Sunday, September 28, 2008

Ken Laundry: The Barn


“As long as you keep a good roof on an old building it’ll last near forever.” That’s what Ken told me, and his barn is living proof. The structure is actually 3 separate, connected barns built in 3 stages by Ken, his father, and his grandfather. The oldest section is the cow barn, built in the late 1800’s using cedar timbers and siding that were even older, salvaged from a previous barn. The timbers support the ceiling.

The style is post and beam, and after 120 years or so, it’s still sound.

The “newer” section of the barn, built a mere 75 years ago, uses the same technique.

This section Ken built himself as a young man, and like his grandfather he recycled the lumber from some other structure:

He calls it a “3 hole shed.”

A few years ago, Ken started to stain the siding, but you can see where he stopped. I asked him why. “A guy told me the siding was worth more, a lot of money, if I left it natural,” Ken said.

In a warmer climate such as where I live, where insects and fungus attack wood from the ground and from the air, where an outbuilding isn’t frozen solid for half the year, a good roof isn’t enough to make a shelter last forever. It isn’t really enough in the Adirondacks, either, but still it’s a pretty good philosophy of life. Ken has no intention of tearing the siding off the barn and selling it, but he’s a practical man who has seen his share of rainy days.
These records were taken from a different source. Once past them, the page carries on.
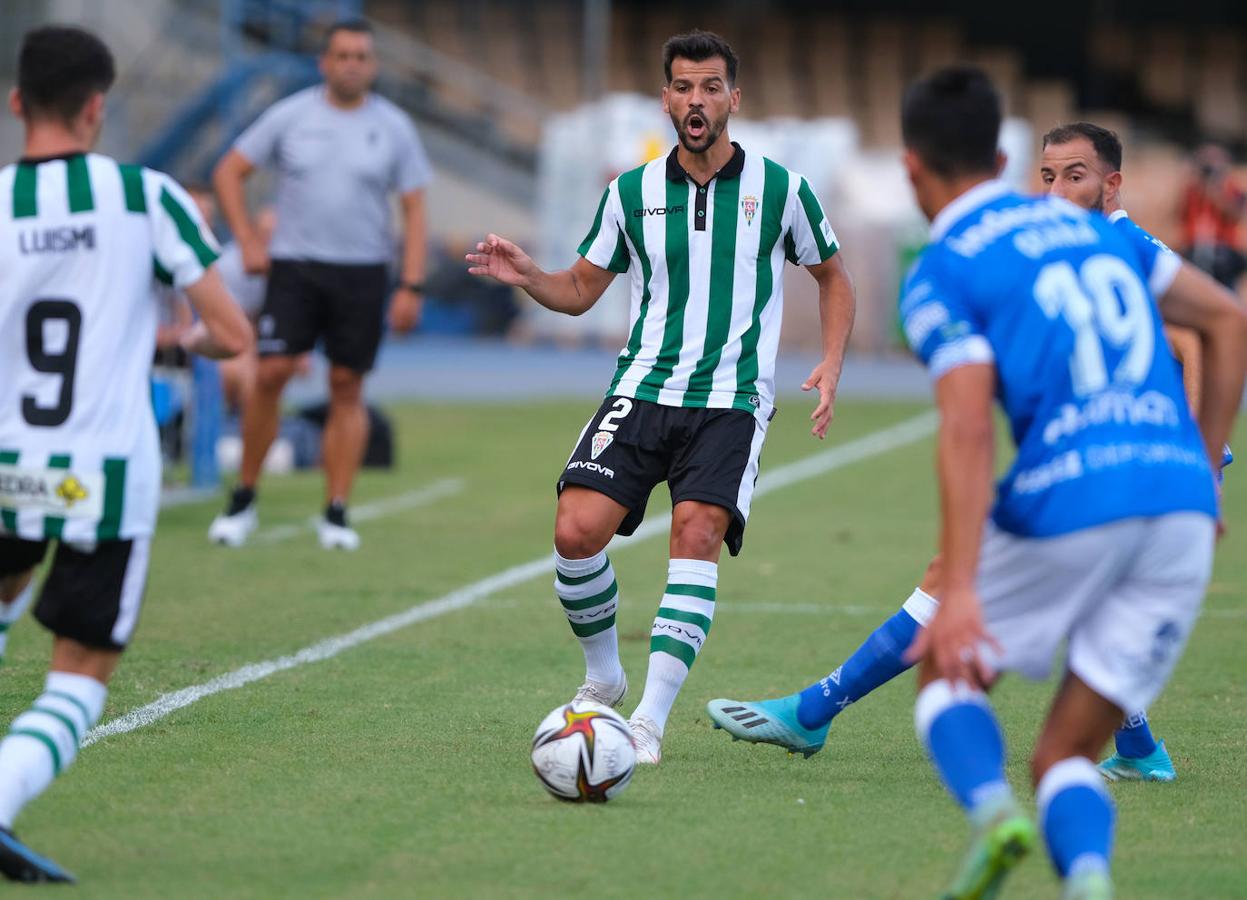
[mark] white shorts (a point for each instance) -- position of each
(1125, 597)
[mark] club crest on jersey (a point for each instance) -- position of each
(601, 440)
(750, 207)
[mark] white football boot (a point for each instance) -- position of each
(233, 531)
(601, 692)
(336, 536)
(647, 739)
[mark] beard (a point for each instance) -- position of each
(708, 132)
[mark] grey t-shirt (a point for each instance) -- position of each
(337, 168)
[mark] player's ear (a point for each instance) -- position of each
(1112, 185)
(94, 107)
(913, 165)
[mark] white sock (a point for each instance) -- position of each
(678, 632)
(589, 595)
(44, 741)
(920, 606)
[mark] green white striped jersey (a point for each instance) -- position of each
(706, 269)
(81, 239)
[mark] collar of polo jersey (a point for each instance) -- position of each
(978, 196)
(39, 160)
(732, 168)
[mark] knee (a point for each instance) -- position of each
(346, 388)
(575, 537)
(697, 536)
(272, 374)
(933, 575)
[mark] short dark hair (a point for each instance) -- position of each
(952, 120)
(700, 45)
(356, 26)
(1107, 145)
(59, 67)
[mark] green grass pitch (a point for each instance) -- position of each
(399, 768)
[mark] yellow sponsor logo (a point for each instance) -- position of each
(71, 490)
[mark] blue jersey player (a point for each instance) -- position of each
(1081, 162)
(1100, 535)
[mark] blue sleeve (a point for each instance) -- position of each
(938, 320)
(1157, 262)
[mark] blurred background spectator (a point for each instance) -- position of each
(1211, 213)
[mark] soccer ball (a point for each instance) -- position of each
(582, 752)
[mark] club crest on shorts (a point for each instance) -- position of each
(750, 206)
(601, 440)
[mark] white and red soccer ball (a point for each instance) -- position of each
(582, 752)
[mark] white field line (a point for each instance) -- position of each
(818, 464)
(365, 512)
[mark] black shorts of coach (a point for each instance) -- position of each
(308, 302)
(710, 455)
(92, 597)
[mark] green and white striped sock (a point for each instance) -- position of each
(44, 741)
(590, 595)
(680, 630)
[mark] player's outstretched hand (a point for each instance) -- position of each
(503, 261)
(953, 640)
(822, 379)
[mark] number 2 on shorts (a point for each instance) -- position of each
(621, 408)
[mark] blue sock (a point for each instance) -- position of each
(960, 733)
(1076, 817)
(1135, 738)
(877, 661)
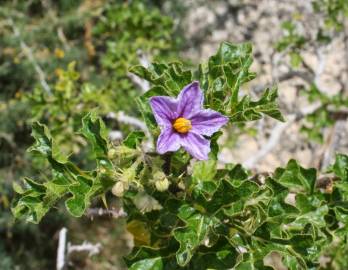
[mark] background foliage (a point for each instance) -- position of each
(66, 76)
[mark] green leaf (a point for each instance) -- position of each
(134, 139)
(191, 236)
(94, 130)
(81, 193)
(148, 264)
(296, 178)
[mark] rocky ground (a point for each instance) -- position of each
(207, 23)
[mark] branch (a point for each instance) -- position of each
(272, 142)
(61, 258)
(86, 246)
(277, 134)
(93, 212)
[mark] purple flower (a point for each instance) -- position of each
(184, 122)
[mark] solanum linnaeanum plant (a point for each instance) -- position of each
(183, 122)
(187, 213)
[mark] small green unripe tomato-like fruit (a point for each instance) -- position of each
(162, 185)
(159, 175)
(112, 153)
(128, 175)
(118, 189)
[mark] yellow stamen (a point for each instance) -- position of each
(182, 125)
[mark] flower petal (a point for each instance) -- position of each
(207, 122)
(190, 100)
(167, 141)
(196, 145)
(164, 110)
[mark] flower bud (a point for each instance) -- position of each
(162, 185)
(112, 153)
(159, 175)
(126, 152)
(118, 189)
(128, 175)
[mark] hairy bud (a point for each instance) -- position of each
(119, 188)
(112, 153)
(161, 181)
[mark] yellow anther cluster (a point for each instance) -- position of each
(182, 125)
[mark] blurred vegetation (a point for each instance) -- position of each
(58, 61)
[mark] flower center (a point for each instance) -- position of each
(182, 125)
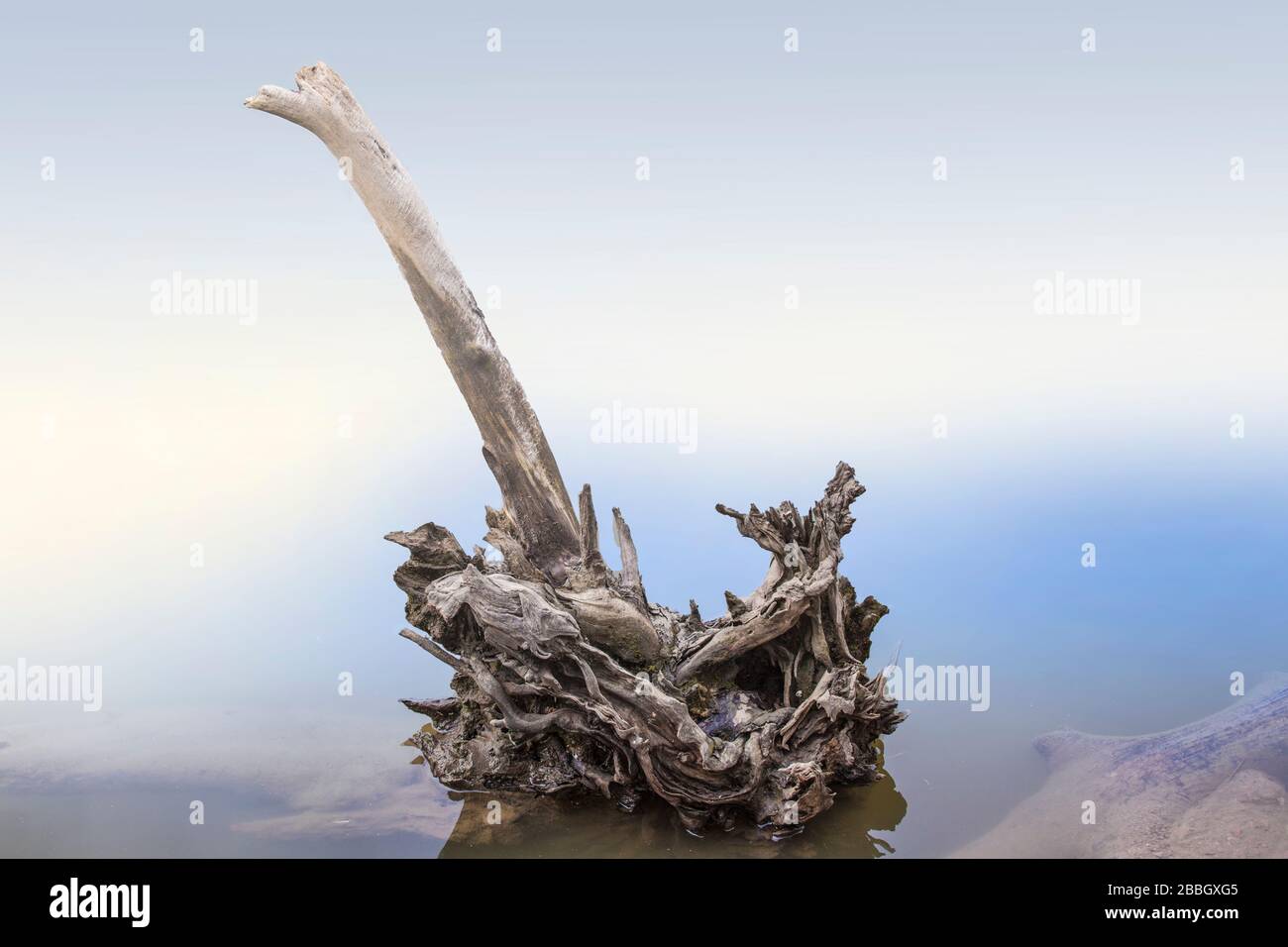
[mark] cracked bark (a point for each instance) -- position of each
(566, 676)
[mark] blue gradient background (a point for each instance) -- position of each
(768, 169)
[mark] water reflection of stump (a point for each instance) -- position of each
(580, 825)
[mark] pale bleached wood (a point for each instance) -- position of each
(514, 445)
(565, 673)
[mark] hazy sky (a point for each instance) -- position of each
(909, 176)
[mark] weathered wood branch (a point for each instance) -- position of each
(514, 445)
(565, 674)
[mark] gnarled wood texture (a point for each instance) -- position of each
(566, 676)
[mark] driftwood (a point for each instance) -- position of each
(566, 676)
(1212, 788)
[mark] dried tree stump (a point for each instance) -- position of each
(566, 676)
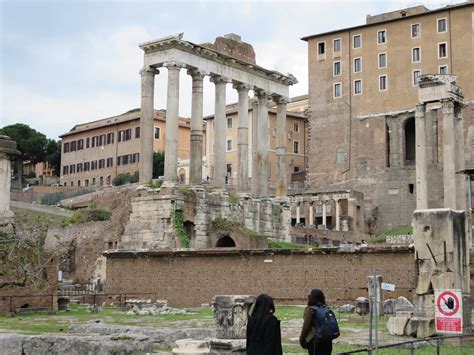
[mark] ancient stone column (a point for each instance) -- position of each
(461, 179)
(254, 145)
(219, 131)
(195, 164)
(449, 154)
(172, 123)
(281, 184)
(338, 214)
(324, 215)
(147, 123)
(243, 137)
(7, 150)
(421, 164)
(262, 144)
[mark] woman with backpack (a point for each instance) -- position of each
(263, 329)
(319, 325)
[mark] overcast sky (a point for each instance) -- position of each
(73, 61)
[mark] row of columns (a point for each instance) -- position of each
(453, 156)
(260, 162)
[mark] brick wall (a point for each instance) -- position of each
(194, 277)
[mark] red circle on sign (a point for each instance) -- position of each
(441, 297)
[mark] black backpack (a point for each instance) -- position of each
(325, 324)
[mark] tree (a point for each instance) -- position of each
(33, 146)
(158, 164)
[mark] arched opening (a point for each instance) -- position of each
(410, 145)
(225, 242)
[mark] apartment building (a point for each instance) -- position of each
(93, 153)
(362, 93)
(296, 128)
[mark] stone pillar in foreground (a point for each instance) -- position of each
(7, 151)
(172, 123)
(219, 131)
(262, 144)
(282, 183)
(195, 168)
(147, 123)
(421, 164)
(243, 137)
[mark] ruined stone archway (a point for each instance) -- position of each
(225, 242)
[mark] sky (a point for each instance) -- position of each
(65, 62)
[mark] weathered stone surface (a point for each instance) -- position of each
(389, 306)
(396, 325)
(403, 304)
(231, 313)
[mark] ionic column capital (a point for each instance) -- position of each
(173, 65)
(197, 74)
(151, 71)
(219, 79)
(242, 87)
(280, 100)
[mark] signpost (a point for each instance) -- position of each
(448, 311)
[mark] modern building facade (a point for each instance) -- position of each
(295, 141)
(362, 94)
(94, 153)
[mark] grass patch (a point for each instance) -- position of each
(276, 244)
(394, 232)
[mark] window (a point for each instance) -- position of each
(357, 41)
(381, 36)
(416, 55)
(442, 25)
(442, 51)
(296, 127)
(337, 69)
(296, 147)
(321, 47)
(382, 82)
(357, 65)
(357, 87)
(415, 30)
(110, 138)
(382, 60)
(337, 90)
(416, 75)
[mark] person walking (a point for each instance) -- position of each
(309, 334)
(263, 329)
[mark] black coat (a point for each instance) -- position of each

And snowy ones. Like a savings account in a bank, he keeps the siding, just in case.

Ken doesn’t use the barn much any more. It’s a storehouse of tools and old farm equipment - and a few memories. Some evening, after a glass of scotch, sitting by a warm stove Ken might tell you about the time he ended a mouse infestation in that old stable. These mice were so intelligent, you couldn’t catch them by traps or by cats. So intelligent, in fact, that perhaps they could read. And so Ken posted a sign: ALL MICE MUST VACATE THE PREMISES. Sure enough, the mice seemed to go away, seeking a new home, perhaps somewhere nearby. Problem solved. A couple of weeks later, one of Ken’s neighbors was complaining about a new infestation of mice in his barn. Ken just listened to the neighbor and nodded, revealing nothing.
Or depending on the evening and perhaps the kind of scotch, Ken might tell you it wasn’t a sign, it was playing music on the radio that drove out the mice. The music kept the cows calm so they made better milk, but the mice couldn’t stand it. Either way, there was the same befuddled neighbor, the same dry telling, and the same twinkle in the eye.

Recycling isn’t a new concept. Ken learned it from his grandfather, and he practiced it with good results whether it was lumber in a barn or an old story by the stove.